Cardiovascular magnetic resonance can be used to characterize myocardial tissue and to evaluate LV performance. Given the association of anthracycline administration with cardiovascular events, several recent investigations have used magnetic resonance imaging of the heart and vascular system to identify potential mechanisms (and early evidence) of cardiovascular injury in patients treated for cancer. Using an animal model, Lightfoot and colleagues8 discovered a new MRI myocardial tissue characterization technique for identifying early evidence of myocellular injury after exposure to doxorubicin. Importantly, this evidence was associated with intracellular vacuolation and preceded substantive clinical deterioration in LV performance. Future studies are needed in human subjects to determine whether noninvasive magnetic resonance techniques that characterize myocardial tissue can find early evidence of myocellular injury before the development of a severely reduced LV ejection fraction or the onset of congestive heart failure. To answer questions concerning vascular injury (primarily myocardial infarction and stroke), Chaosuwannakit and colleagues9 recently performed a case-control study that evaluated aortic stiffness in cancer survivors and in members of a control group. Relatively early upon the receipt of anthracycline chemotherapy, aortas became stiff in the cancer patients, relative to the aortas of the healthy individuals. Given the marked association of aortic stiffness with LV hypertrophy and with future cardiovascular events, further studies should be performed to determine whether vascular stiffening upon receipt of anthracyclines has these associations.

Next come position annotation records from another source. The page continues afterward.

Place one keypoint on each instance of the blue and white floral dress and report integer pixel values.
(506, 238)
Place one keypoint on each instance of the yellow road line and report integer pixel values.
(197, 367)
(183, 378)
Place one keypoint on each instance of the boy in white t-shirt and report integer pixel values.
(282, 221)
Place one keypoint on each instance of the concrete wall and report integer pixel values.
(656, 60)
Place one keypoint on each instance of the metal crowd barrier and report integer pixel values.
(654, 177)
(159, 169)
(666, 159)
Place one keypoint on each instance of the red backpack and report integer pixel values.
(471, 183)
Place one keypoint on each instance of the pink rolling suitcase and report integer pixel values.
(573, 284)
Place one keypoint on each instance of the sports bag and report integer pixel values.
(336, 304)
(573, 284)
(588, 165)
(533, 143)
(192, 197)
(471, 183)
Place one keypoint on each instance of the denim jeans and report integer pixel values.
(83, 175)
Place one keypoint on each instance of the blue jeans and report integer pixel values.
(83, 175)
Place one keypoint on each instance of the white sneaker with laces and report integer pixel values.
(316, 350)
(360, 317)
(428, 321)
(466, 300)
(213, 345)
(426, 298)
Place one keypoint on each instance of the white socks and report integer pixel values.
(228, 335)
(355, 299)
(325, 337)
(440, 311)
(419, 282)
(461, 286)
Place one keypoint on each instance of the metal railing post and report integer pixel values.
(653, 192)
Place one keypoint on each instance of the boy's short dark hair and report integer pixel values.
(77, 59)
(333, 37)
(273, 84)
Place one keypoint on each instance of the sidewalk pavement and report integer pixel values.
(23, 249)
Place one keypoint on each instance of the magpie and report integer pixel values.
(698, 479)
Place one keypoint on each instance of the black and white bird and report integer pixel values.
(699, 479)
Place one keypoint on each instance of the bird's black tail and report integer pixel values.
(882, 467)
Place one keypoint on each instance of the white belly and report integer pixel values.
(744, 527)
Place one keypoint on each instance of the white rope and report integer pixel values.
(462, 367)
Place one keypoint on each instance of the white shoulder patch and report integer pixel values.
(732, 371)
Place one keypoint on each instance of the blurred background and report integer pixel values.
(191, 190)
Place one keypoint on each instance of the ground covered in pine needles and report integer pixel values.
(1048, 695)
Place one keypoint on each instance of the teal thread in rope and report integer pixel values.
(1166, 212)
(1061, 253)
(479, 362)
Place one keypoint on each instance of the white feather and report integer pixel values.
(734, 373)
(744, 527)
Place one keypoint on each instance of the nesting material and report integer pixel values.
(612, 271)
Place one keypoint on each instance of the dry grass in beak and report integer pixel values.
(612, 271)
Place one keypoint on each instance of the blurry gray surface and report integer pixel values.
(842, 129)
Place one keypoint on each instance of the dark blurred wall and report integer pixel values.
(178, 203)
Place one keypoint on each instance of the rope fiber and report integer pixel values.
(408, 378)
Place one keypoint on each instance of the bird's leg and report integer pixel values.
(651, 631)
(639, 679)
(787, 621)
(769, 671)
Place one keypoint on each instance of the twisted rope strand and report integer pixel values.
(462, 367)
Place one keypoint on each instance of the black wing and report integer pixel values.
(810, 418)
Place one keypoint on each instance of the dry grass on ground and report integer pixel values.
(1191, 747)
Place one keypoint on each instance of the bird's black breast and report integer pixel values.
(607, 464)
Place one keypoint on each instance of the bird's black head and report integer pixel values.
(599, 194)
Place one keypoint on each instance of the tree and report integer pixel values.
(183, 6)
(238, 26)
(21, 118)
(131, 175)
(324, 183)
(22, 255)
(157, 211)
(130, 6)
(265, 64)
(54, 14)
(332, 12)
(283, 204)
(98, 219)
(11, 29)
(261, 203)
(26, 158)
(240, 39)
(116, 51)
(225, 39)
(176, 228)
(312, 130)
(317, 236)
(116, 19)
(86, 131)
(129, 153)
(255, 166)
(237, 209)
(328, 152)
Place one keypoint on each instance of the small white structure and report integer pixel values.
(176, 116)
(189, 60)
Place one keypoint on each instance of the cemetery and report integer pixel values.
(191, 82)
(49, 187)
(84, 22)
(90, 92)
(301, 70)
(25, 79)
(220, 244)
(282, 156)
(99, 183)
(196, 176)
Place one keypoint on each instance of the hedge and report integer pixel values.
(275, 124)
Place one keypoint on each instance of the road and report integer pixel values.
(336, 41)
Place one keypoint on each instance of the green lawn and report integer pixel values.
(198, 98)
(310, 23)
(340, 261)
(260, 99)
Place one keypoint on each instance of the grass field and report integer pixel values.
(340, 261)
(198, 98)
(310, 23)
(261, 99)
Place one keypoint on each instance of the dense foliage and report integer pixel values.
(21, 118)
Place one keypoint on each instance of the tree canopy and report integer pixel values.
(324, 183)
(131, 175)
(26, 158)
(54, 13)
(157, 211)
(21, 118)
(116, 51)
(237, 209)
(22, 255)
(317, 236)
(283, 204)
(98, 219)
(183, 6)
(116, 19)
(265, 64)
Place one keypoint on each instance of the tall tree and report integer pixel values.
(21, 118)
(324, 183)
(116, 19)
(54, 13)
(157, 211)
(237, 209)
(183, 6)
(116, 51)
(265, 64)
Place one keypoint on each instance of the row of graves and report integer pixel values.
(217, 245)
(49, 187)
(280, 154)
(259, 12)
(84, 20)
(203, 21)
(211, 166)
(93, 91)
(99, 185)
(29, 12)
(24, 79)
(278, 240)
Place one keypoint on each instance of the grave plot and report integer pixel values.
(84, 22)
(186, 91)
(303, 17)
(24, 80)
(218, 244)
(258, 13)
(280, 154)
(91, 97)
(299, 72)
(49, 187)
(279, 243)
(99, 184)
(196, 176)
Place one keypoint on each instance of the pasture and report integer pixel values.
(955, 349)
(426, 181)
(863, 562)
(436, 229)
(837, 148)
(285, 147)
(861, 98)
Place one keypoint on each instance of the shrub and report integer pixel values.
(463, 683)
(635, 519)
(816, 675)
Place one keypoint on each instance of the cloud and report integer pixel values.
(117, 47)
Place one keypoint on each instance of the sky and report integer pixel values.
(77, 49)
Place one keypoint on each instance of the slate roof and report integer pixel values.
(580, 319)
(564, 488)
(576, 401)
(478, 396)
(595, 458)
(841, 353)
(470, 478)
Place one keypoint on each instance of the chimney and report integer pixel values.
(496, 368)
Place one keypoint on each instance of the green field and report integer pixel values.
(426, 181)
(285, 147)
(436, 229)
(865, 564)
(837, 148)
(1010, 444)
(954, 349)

In conclusion, the rise of cardiovascular morbidity and death in cancer survivors threatens to offset some of the substantive reductions in cancer-related morbidity and death that have been achieved with recently developed chemotherapeutic agents. New studies, such as these with innovative cardiovascular magnetic resonance techniques, might well find early evidence of myocellular or vascular injury and thereby enable early treatment to reduce the cardiovascular morbidity and death associated with cancer survivors.